Peran institusi pendidikan Islam dalam membangun wacana keislaman

    Bagaimana caranya agar suasana wacana keislaman di Indonesia yang beku dan statis itu diubah menjadi dinamis dan merangsang daya pikir?  Adakah peran yang dapat dimainkan oleh institusi pendidikan Islam dalam hal ini?  Inilah pertanyaan-peranyaan yang akan dijawab dalam bagian ini.

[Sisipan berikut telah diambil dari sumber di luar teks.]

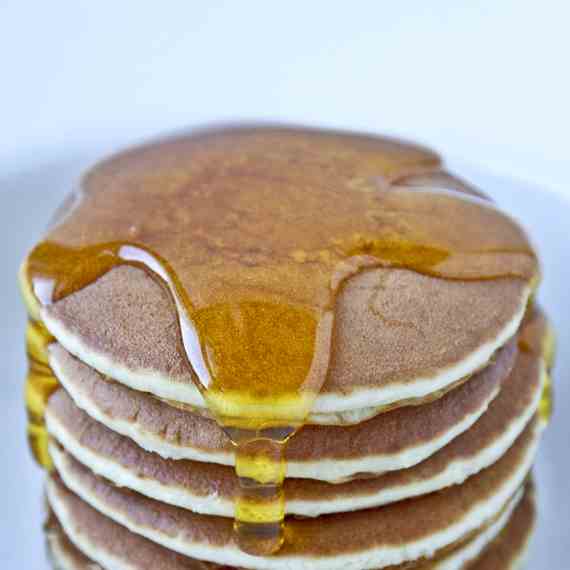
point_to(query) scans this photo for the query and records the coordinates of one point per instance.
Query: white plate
(26, 202)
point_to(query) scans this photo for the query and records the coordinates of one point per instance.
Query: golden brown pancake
(234, 212)
(211, 489)
(432, 334)
(392, 534)
(108, 541)
(390, 441)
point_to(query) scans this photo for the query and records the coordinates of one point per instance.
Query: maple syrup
(253, 232)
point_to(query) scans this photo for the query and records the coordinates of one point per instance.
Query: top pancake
(240, 214)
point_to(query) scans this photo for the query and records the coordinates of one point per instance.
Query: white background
(485, 80)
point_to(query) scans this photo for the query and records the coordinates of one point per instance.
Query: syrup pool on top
(252, 232)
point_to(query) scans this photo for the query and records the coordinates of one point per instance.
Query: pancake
(417, 308)
(116, 548)
(394, 440)
(211, 489)
(393, 534)
(378, 362)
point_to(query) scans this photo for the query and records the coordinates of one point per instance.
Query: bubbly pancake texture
(379, 537)
(260, 280)
(394, 440)
(211, 489)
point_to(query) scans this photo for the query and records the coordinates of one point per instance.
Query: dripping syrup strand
(378, 228)
(260, 450)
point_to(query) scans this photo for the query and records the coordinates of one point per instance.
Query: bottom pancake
(95, 540)
(379, 537)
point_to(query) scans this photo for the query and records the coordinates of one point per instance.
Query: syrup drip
(538, 332)
(253, 232)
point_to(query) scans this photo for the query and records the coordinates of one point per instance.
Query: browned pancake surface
(415, 328)
(206, 479)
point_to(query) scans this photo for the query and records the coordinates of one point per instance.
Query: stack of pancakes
(417, 451)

    Yang pertama harus kita sadari adalah adanya berbagai jenis lapisan dalam masyarakat muslim: masyarakat awam, mahasiswa yang sedang mempelajari ilmu keislaman, dan para ulama atau ahli agama.  Tentunya, masing-masing lapisan masyarakat itu memiliki kebutuhan akan ilmu agama yang berbeda-beda. Ada yang memerlukan agama sebagai pedoman hidup dan mempelajarinya sekedar cukup untuk dipakainya sendiri, ada yang mempelajari agama  sebagai ilmu pengetahuan yang merangsang fikiran dan rasa ingin tahu dan ada pula yang mempelajari agama sebagai ilmu untuk diajarkan kepada orang lain

    Untuk lapisan pertama (kalangan awam), barangkali mereka akan lebih senang apabila agama itu disajikan sebagai suatu rambu-rambu hidup yang sudah jadi dan tinggal melaksanakannya saja.  Pergulatan keagamaan mereka adalah bagaimana mereka dapat menyesuaikan diri mereka dengan tuntutan ajaran agama yang, secara sederhana, dilihatnya sebagai kumpulan perintah dan larangan Tuhan.  Suasana akademis yang penuh perbedaan pendapat dalam hal ajaran agama akan sangat membingungkan mereka. Untuk kalangan yang ke dua, tentunya suasana akademis yang terbuka dan penuh perbedaan pendapat akan sangat membantu mereka meluaskan wawasan dan pengertiannya mengenai ilmu keislaman.  Suasana yang beku, statis, tentu tidak akan merangsang daya fikirnya yang selalu mengharapkan adanya pemikiran-pemikiran baru.  Kelompok ke tiga juga akan diuntungkan oleh suasana akademis ini karena hal itu akan meluaskan wawasan dan pengetahuan mereka yang, pada gilirannya, akan berguna bagi pengajarannya kepada orang lain.  Tentu saja ia harus dapat memilih apa yang harus disajikan kepada para muridnya itu sesuai dengan kebutuhan mereka akan ajaran agama.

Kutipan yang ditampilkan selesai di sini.